Ruderlager Buchsen erneuern
Alles, was sich an einem Boot bewegt, leiert im Laufe der Zeit aus und muss eines Tages repariert oder ersetzt werden. Hier die Geschichte zu ausgeschlagenen und beharrlich gewechselten Ruderlager-Buchsen.
Zu den Themen, die mich eine ganze Weile an Bord meiner Swede 55 beschäftigten, gehört das Ruder, speziell die Führung der Ruderwelle im Schiff. Das Ruder soll sich leichtgängig, dabei ohne Spiel unter dem Schiff drehen, damit Steuern Spaß macht. Wie die meisten modernen Boote hat Swede 55 ein vorbalanciertes, frei unter dem Heck hängendes Blatt. Es ragt ohne Skeg unter das Schiff. Yachtkonstrukteure nennen so etwas Vollschwebe- oder Spatenruder. Da die Ruderwelle, bei Swede 55 ist es ein 70 mm Edelstahlrohr, auf einer recht kurzen Strecke von zwei Lagern geführt ist, sind diese Führungen beim schnell gesegelten Spinnakerkurs erheblich beansprucht.
Da liegt es in der Natur der Sache, dass die Buchsen irgendwann ausgeleiert sind. In den eng auf der Ruderwelle sitzenden Führungen entstehen Langlöcher, in denen das Ruder bei jeder Drehung oder jeder Welle, die unter dem Boot durchgeht, klappert. Das kann zwar eine Weile vernachlässigt werden, das Gepolter stört jedoch unter Deck.
Wenn das Ruderlager klappert
Mich störte das Klappern von Anfang an, weil die Ruderwelle durch die Achterkajüte geführt ist, wo ich mich unterwegs gern mal zurückziehe. Auch beim Ankern ist der Lärm bei jedem Wellendurchgang lästig.
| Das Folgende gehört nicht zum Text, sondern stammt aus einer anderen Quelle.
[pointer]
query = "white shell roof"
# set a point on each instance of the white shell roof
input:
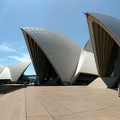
(17, 70)
(62, 52)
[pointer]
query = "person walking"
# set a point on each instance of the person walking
(119, 89)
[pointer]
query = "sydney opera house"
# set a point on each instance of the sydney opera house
(14, 73)
(56, 57)
(59, 60)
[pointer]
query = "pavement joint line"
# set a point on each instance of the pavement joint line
(25, 103)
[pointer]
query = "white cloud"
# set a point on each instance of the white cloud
(5, 48)
(24, 57)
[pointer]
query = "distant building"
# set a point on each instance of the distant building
(13, 74)
(56, 58)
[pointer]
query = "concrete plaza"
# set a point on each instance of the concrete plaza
(60, 103)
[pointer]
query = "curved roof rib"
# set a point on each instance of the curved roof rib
(17, 70)
(88, 46)
(104, 32)
(62, 53)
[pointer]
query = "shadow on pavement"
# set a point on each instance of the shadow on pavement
(9, 88)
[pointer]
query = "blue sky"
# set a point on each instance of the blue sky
(63, 16)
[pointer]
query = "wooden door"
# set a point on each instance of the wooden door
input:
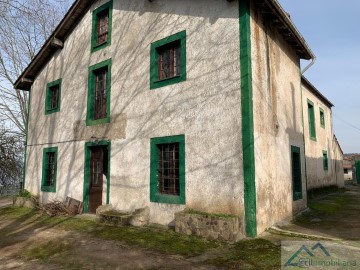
(96, 178)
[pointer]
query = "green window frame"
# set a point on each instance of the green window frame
(322, 118)
(53, 97)
(325, 161)
(296, 173)
(96, 17)
(86, 188)
(90, 116)
(311, 119)
(49, 169)
(155, 194)
(177, 40)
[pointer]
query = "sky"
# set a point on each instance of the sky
(332, 30)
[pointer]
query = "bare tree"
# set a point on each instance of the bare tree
(24, 27)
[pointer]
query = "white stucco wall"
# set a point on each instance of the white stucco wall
(348, 176)
(277, 124)
(205, 108)
(317, 177)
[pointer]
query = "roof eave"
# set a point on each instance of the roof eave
(52, 44)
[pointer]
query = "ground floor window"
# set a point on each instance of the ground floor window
(97, 175)
(325, 161)
(296, 172)
(167, 175)
(48, 182)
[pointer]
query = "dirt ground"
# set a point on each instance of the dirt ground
(25, 244)
(335, 215)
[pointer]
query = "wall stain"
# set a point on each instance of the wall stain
(116, 129)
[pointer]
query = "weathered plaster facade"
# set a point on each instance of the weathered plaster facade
(325, 142)
(205, 108)
(235, 56)
(277, 123)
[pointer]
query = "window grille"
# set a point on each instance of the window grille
(169, 174)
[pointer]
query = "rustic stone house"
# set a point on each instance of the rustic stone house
(170, 105)
(324, 156)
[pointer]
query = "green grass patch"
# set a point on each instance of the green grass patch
(165, 241)
(47, 250)
(25, 194)
(155, 238)
(251, 254)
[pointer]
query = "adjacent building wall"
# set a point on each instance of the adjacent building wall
(277, 123)
(205, 108)
(317, 175)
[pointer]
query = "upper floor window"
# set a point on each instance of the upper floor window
(311, 119)
(167, 170)
(322, 118)
(52, 101)
(168, 60)
(101, 27)
(99, 85)
(325, 161)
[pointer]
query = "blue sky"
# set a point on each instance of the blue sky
(332, 30)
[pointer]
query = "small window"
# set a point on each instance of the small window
(101, 27)
(168, 61)
(48, 183)
(311, 119)
(322, 118)
(167, 176)
(98, 111)
(296, 173)
(325, 161)
(52, 101)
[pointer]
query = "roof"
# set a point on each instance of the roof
(316, 92)
(347, 166)
(274, 11)
(271, 9)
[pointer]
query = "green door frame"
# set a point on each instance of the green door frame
(357, 168)
(88, 146)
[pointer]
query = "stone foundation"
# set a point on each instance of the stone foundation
(209, 226)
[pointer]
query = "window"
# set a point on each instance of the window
(322, 118)
(296, 173)
(98, 110)
(52, 100)
(48, 183)
(325, 161)
(101, 27)
(311, 116)
(167, 175)
(168, 61)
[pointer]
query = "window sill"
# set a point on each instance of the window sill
(100, 46)
(168, 199)
(168, 81)
(47, 112)
(90, 122)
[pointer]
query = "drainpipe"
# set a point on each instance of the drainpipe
(309, 65)
(302, 109)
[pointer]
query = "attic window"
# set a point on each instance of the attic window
(52, 101)
(168, 60)
(101, 27)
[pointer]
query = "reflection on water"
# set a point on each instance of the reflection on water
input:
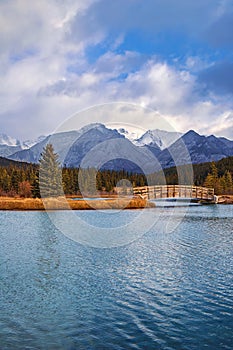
(164, 291)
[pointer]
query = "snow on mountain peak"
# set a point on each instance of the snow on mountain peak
(8, 140)
(163, 139)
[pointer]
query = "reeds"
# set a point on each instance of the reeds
(61, 203)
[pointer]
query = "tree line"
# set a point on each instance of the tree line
(28, 180)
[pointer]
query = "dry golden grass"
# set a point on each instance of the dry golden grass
(225, 199)
(7, 203)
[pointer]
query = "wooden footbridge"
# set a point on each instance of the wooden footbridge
(195, 193)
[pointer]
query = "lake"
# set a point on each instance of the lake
(169, 290)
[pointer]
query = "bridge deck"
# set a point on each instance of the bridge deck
(175, 191)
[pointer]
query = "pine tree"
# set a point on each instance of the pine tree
(228, 181)
(50, 173)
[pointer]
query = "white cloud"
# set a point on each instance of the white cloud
(45, 75)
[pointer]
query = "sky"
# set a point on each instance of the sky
(59, 58)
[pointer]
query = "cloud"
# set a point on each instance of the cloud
(218, 78)
(59, 57)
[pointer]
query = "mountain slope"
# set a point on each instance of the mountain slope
(198, 149)
(158, 138)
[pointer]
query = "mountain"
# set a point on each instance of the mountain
(5, 162)
(95, 144)
(199, 149)
(61, 142)
(158, 138)
(105, 148)
(30, 143)
(8, 145)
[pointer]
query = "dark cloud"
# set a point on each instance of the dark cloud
(218, 78)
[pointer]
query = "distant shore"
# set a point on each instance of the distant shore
(61, 203)
(8, 203)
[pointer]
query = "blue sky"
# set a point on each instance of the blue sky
(61, 57)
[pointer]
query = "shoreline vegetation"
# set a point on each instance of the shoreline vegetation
(62, 203)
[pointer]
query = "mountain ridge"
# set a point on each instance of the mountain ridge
(73, 146)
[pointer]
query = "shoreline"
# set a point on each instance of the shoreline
(61, 203)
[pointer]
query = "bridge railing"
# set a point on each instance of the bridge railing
(175, 191)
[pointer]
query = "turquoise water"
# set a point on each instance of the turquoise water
(163, 291)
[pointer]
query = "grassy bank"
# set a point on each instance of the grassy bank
(7, 203)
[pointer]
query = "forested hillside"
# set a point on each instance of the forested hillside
(17, 178)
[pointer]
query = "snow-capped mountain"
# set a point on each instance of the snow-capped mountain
(8, 145)
(97, 143)
(8, 140)
(130, 135)
(161, 138)
(198, 149)
(29, 143)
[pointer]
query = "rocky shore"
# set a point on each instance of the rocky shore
(61, 203)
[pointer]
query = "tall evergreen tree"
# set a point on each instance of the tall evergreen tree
(50, 173)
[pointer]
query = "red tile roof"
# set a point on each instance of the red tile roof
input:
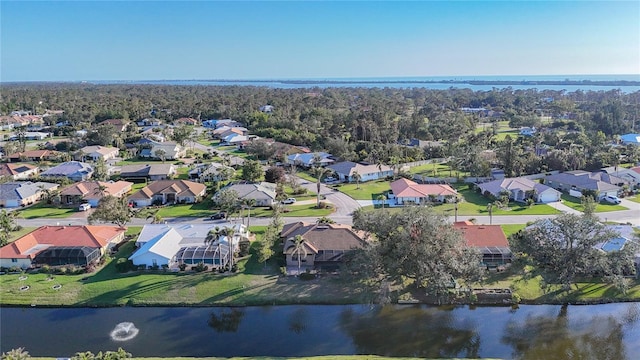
(408, 188)
(482, 235)
(86, 235)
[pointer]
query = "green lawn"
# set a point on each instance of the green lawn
(510, 229)
(202, 209)
(369, 190)
(437, 170)
(253, 284)
(476, 204)
(294, 211)
(634, 198)
(575, 203)
(46, 211)
(15, 235)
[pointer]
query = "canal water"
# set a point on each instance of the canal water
(610, 331)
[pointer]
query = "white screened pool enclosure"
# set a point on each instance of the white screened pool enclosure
(215, 255)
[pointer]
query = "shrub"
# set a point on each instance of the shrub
(124, 265)
(244, 246)
(307, 276)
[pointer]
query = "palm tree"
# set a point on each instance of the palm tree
(155, 217)
(229, 232)
(357, 178)
(298, 249)
(318, 173)
(490, 209)
(248, 203)
(161, 154)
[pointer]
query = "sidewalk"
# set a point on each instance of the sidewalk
(558, 205)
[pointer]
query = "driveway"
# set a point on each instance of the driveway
(345, 205)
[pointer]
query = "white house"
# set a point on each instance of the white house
(158, 250)
(96, 152)
(520, 189)
(345, 171)
(171, 245)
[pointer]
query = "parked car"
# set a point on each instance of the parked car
(219, 215)
(611, 199)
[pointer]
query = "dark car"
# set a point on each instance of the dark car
(218, 216)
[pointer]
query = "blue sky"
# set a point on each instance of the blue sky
(146, 40)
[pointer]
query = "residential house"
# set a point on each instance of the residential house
(92, 192)
(624, 234)
(308, 160)
(18, 171)
(601, 183)
(490, 240)
(169, 192)
(233, 139)
(528, 131)
(268, 109)
(74, 170)
(520, 189)
(33, 155)
(171, 150)
(149, 122)
(323, 248)
(186, 121)
(263, 193)
(96, 152)
(61, 245)
(119, 124)
(409, 192)
(633, 139)
(209, 172)
(172, 245)
(14, 194)
(630, 175)
(31, 135)
(367, 172)
(149, 172)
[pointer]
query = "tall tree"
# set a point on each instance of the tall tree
(563, 246)
(112, 209)
(418, 244)
(7, 225)
(251, 171)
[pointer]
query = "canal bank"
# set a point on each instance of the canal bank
(544, 331)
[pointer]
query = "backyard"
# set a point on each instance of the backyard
(576, 204)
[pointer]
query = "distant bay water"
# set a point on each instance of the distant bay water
(568, 83)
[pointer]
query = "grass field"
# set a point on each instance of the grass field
(253, 284)
(202, 209)
(369, 190)
(510, 229)
(46, 211)
(476, 204)
(15, 235)
(437, 170)
(575, 203)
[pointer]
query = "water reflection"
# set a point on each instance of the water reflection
(298, 320)
(553, 337)
(226, 320)
(411, 331)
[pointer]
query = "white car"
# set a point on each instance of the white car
(611, 199)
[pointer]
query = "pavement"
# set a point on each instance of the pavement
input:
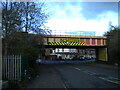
(47, 78)
(69, 76)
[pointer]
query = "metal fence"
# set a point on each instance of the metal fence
(13, 67)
Das kann keine große Sache sein, dachte ich vor einigen Jahren. Man baut das Ruder beim Winterlager-Krantermin aus, sieht sich die ausgeleierten Buchsen an, misst den Durchmesser der Ruderwelle und auch den Platz im Schiff zur Aufnahme der neuen Buchsen. Es sind sogenannte Bundbuchsen, röhrenförmige Buchsen mit einer Art Flansch oder Bund, die sie an ihrem Platz halten.
Eine Zeichnung, etwas sogenanntes POM, Einzelheiten hierzu unten, eine Dreherei oder mein hilfsbereiter Segelfreund Uli mit einer Drehbank daheim im Keller: kann doch alles nicht schwer sein, meinte ich. Wie im sonstigen Leben gibt es leider einen Unterschied zwischen Idee und Ausführung.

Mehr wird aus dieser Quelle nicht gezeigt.